Милое, невинное создание. Как ей удалось так долго прожить в этом городе? Хочется узнать и поиграть с маленьким огоньком в этих завораживающих, прекрасных глазах.
Мне бы хотелось обхватить пальцами это горло и сжимать, сжимать, сжимать…
Последняя мысль заставляет меня вздрогнуть. Нет.
НЕТ.
— Пожалуйста, не садитесь пока! Вы можете себе навредить! — настойчиво убеждает она, кладя обе руки мне на плечи, чтобы заставить лечь обратно. Я смотрю на эти глубокие зеленые озера, сосредотачиваясь на всём, кроме безумных мыслей, проносящихся в моей голове. Они быстрые – слишком быстрые, чтобы их можно было уловить, – но я знаю, что если я позволю себе сосредоточиться на них, они вонзят свои когти и выломают каждую дверь в моем сознании.
Хочу.
Хочу, хочу, хочу…
Медленно я кладу голову обратно на испачканную от моей раны подушку, и на ее лице отражается облегчение.

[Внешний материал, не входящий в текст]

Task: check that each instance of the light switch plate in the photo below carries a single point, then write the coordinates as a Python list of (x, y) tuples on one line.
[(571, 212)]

— Спасибо, — бормочет она, выпрямляясь и убирая свои красивые руки. Она замечает выражение моего лица и продолжает. — За то, что не спорили со мной.
В моей груди возникает острая боль, но она больше связана с выражением ее лица, чем с болью от раны. Возникает странное желание протянуть руку и обнять ее, чтобы унять испуг в ее глазах.
Нужна.
Нужна, нужна, нужна…
Я не собираюсь причинять тебе боль. Я бы не стал. Только не такой красивой, такой драгоценной...
Такой хрупкой.
Я с силой захлопываю дверь в своем подсознании перед этой мыслью, слушая, как она бьется и вопит в своих недрах. Я не выпущу их наружу.

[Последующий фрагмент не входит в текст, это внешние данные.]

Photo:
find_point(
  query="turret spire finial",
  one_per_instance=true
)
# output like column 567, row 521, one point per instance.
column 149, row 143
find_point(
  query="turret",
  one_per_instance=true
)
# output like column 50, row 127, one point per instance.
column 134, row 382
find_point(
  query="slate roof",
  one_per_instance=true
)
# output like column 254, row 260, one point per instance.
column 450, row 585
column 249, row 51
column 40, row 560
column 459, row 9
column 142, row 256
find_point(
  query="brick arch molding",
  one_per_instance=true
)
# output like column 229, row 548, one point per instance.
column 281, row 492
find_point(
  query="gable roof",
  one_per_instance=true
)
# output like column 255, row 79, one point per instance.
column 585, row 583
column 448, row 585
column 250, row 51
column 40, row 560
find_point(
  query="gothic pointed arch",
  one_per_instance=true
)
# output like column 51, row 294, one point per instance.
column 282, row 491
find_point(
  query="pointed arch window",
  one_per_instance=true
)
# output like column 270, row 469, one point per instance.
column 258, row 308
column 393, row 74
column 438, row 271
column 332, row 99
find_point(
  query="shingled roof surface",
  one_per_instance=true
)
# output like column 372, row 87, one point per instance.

— Сейчас я введу препарат, который поможет вам расслабиться, а затем экстубирую. Как вам такое предложение? — спрашивает она, хватая бутылку анестетика с одного из лотков. Ее руки слегка трясутся, когда она наполняет шприц молочной жидкостью, и мне интересно, что стало причиной быстрой перемены ее настроения.
Я не замечаю, как она вводит жидкость в капельницу, поэтому, когда я снова погружаюсь в забвение, в моей голове звенят тревожные звоночки, увлекая меня в дикое, вызванное наркотиками безумие. Мое тело извивается на кровати, сопротивляясь тому, чтобы меня снова усыпили.
— Ш-ш-ш, всё в порядке, — шепчет она, кладет свою крошечную руку мне на плечо, в попытке успокоить. Внезапное прикосновение имеет противоположный эффект, и, в отличие от предыдущего раза, я пытаюсь вырвать свою руку из ее. Однако она сильнее, чем кажется, и в моем ослабленном состоянии она с легкостью удерживает меня.